Research Core Services
Welcome to the Genomics Core of Cleveland Clinic’s Lerner Research Institute (LRI)! Our mission is to provide easy access to state-of-the-art DNA and RNA services to Cleveland Clinic’s investigators and to both external academic and commercial users.
The Genomics Core uses cutting-edge genomics technology to generate top-quality data with a rapid turn-around time and an affordable cost. We offer a wide range of services, including capillary sequencing and genotyping, Illumina microarray-based gene expression profiling and genotyping, and next-generation sequencing (NGS). Our lab is equipped with the renowned Illumina MiSeq desktop sequencer and the Illumina HiSeq2500, which enable rapid and effective targeted and whole genome analyses. We prepare and normalize libraries for RNA-seq, miRNA-seq, DNA-Seq, ChIP-seq, targeted exome sequencing, amplicon sequencing, bacterial 16S metagenomics and whole genome sequencing. Other services include DNA/RNA QC on an Agilent Technologies Bioanalyzer, shearing of DNA and chromatin with Covaris technology, and microarray data analysis support. We also collaborate with the Genomic Medicine Biorepository to extract DNA and RNA for our users.

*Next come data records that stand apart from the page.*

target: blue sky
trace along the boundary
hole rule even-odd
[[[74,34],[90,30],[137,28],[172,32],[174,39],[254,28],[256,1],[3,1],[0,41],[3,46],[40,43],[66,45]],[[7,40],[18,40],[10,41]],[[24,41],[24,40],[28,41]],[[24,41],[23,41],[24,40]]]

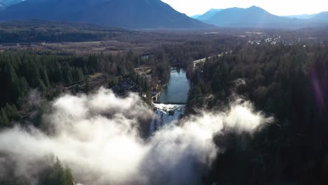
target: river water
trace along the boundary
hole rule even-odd
[[[178,120],[184,114],[190,82],[186,71],[182,69],[172,69],[170,75],[168,85],[158,102],[153,104],[156,115],[151,120],[149,135]]]

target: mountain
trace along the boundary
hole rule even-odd
[[[205,13],[199,15],[196,18],[197,20],[200,21],[206,21],[210,18],[212,18],[217,13],[222,11],[223,9],[210,9],[210,11],[207,11]]]
[[[200,14],[198,14],[198,15],[191,15],[190,16],[191,18],[193,18],[193,19],[197,19],[199,16],[200,16],[202,15]]]
[[[206,20],[212,18],[212,17],[215,15],[215,14],[217,14],[217,13],[218,13],[218,12],[219,12],[219,11],[221,11],[223,9],[210,9],[210,11],[207,11],[206,13],[205,13],[203,15],[194,15],[194,16],[192,16],[192,18],[195,18],[195,19],[197,19],[197,20],[199,20],[200,21],[206,21]]]
[[[160,0],[26,0],[0,12],[1,20],[32,19],[135,29],[210,27]]]
[[[303,19],[303,20],[307,20],[307,19],[310,19],[315,17],[315,15],[318,15],[319,13],[315,13],[315,14],[303,14],[303,15],[287,15],[284,16],[285,18],[296,18],[296,19]]]
[[[279,17],[257,6],[224,9],[204,22],[221,27],[286,27],[302,24],[300,20]]]
[[[322,12],[311,18],[313,20],[328,21],[328,12]]]
[[[24,0],[0,0],[0,11],[6,9],[13,4],[19,4]]]

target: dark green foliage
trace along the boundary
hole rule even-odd
[[[327,46],[260,45],[212,58],[203,73],[195,72],[189,111],[193,106],[220,107],[233,92],[275,118],[254,138],[234,133],[217,138],[217,144],[227,149],[209,179],[220,184],[324,184],[327,67]],[[207,98],[210,95],[213,96]]]
[[[106,40],[134,32],[90,24],[13,21],[0,22],[0,43],[67,42]]]

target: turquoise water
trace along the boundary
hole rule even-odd
[[[190,82],[186,71],[182,69],[171,70],[171,76],[168,85],[158,99],[162,104],[185,104],[188,99]]]

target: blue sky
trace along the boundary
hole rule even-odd
[[[162,0],[188,15],[203,14],[210,8],[259,6],[278,15],[312,14],[328,11],[328,0]]]

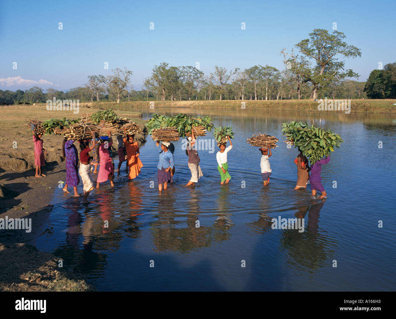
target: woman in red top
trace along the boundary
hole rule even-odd
[[[137,142],[133,142],[134,135],[129,135],[128,139],[126,137],[126,129],[124,130],[124,144],[126,149],[126,154],[128,158],[128,168],[129,174],[128,178],[133,180],[140,173],[140,169],[143,167],[142,161],[139,158],[139,144]]]
[[[41,166],[44,166],[46,164],[45,160],[44,159],[44,153],[43,152],[43,151],[46,152],[46,155],[48,155],[48,153],[43,147],[43,140],[41,139],[41,134],[36,134],[34,133],[34,127],[32,128],[32,130],[33,131],[33,141],[34,142],[35,177],[41,177],[43,176],[46,176],[41,172]]]
[[[86,199],[88,195],[92,189],[93,187],[93,181],[92,181],[89,172],[91,171],[91,165],[89,164],[89,151],[92,151],[95,148],[96,145],[96,141],[95,139],[95,132],[92,132],[92,146],[89,147],[89,142],[82,141],[80,142],[80,146],[81,151],[80,152],[80,160],[81,164],[80,165],[80,176],[82,181],[84,189],[84,199]]]

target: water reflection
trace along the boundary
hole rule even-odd
[[[284,229],[280,243],[288,253],[287,262],[299,270],[308,269],[309,272],[329,266],[329,259],[334,254],[336,242],[326,231],[319,232],[319,213],[325,201],[299,207],[295,216],[304,218],[305,231]],[[308,213],[308,224],[305,216]]]

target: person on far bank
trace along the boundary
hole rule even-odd
[[[94,187],[93,181],[89,175],[91,165],[89,164],[89,151],[93,149],[96,146],[95,132],[92,132],[92,146],[89,147],[89,141],[82,141],[80,143],[81,151],[80,152],[80,170],[78,172],[81,176],[84,191],[84,200],[86,200],[88,195]]]
[[[232,142],[231,141],[231,139],[227,135],[227,137],[228,138],[228,140],[230,141],[230,146],[226,147],[225,144],[222,143],[219,146],[220,150],[217,152],[216,155],[216,158],[217,160],[217,170],[220,174],[220,178],[221,179],[220,184],[221,185],[225,183],[228,184],[231,179],[231,176],[228,172],[227,153],[232,148]]]
[[[41,139],[42,135],[34,133],[34,127],[33,124],[32,125],[31,128],[33,132],[33,141],[34,142],[34,164],[36,165],[35,177],[47,176],[42,173],[41,166],[44,166],[46,164],[43,151],[46,152],[46,155],[48,155],[48,153],[43,147],[44,141]]]
[[[188,142],[186,148],[186,155],[188,157],[188,168],[191,172],[191,178],[186,186],[189,186],[198,183],[199,178],[203,176],[204,174],[199,166],[200,160],[198,156],[198,151],[194,147],[196,141],[192,130],[191,130],[191,137],[189,136],[186,138]]]
[[[162,190],[163,183],[164,189],[166,189],[168,187],[168,183],[173,181],[170,171],[175,166],[175,160],[173,155],[168,148],[170,144],[169,142],[162,142],[160,145],[158,141],[156,143],[160,154],[160,160],[157,166],[157,175],[158,189],[160,192]]]
[[[63,158],[66,161],[66,180],[63,191],[66,193],[70,193],[67,190],[68,186],[73,187],[74,197],[80,195],[77,191],[77,186],[80,183],[80,176],[78,175],[78,151],[74,145],[72,139],[67,140],[65,138],[62,145],[62,151]]]
[[[266,147],[261,147],[259,149],[261,152],[261,160],[260,162],[260,166],[261,168],[261,178],[263,178],[264,186],[265,186],[270,183],[270,176],[272,172],[269,161],[268,160],[268,158],[272,156],[272,152],[268,144]],[[268,153],[268,151],[269,153]]]
[[[318,160],[313,165],[311,165],[311,175],[309,176],[309,182],[311,184],[311,190],[312,191],[312,196],[316,196],[316,191],[322,193],[318,198],[322,199],[326,198],[327,193],[324,190],[324,187],[322,185],[322,166],[324,164],[327,164],[330,162],[330,156],[327,156],[326,159],[323,159]]]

The Genomics Core team can work with individual users to provide services not listed here. We also provide letters of support for federal and nonfederal grant applications and are open to research collaborations. Please contact LRI Genomics Core at LRIgenomics@ccf.org or 216-444-0974 for service requests and daily communication. All scientific questions/questions on design should be directed to Dr. Cheng at firstname.lastname@example.org. All requests for letters of support for grant applications should be directed to Dr. Eng at email@example.com.
Questions can be directed to LRIgenomics@ccf.org.
Come visit us in the LRI at:
LRI Genomics Core
9500 S Euclid Avenue, Room NE5-253
Cleveland, OH 44195
Lab: (216) 444 0974;
Disclaimer: Data generated by the Genomics Core are for research purposes only. They are not intended or certified for diagnostic or clinical use. All services provided by the Genomics Core should be appropriately acknowledged in scientific publications, posters, and presentations. Furthermore, Core personnel should be recognized as co-authors for substantial intellectual contribution to projects.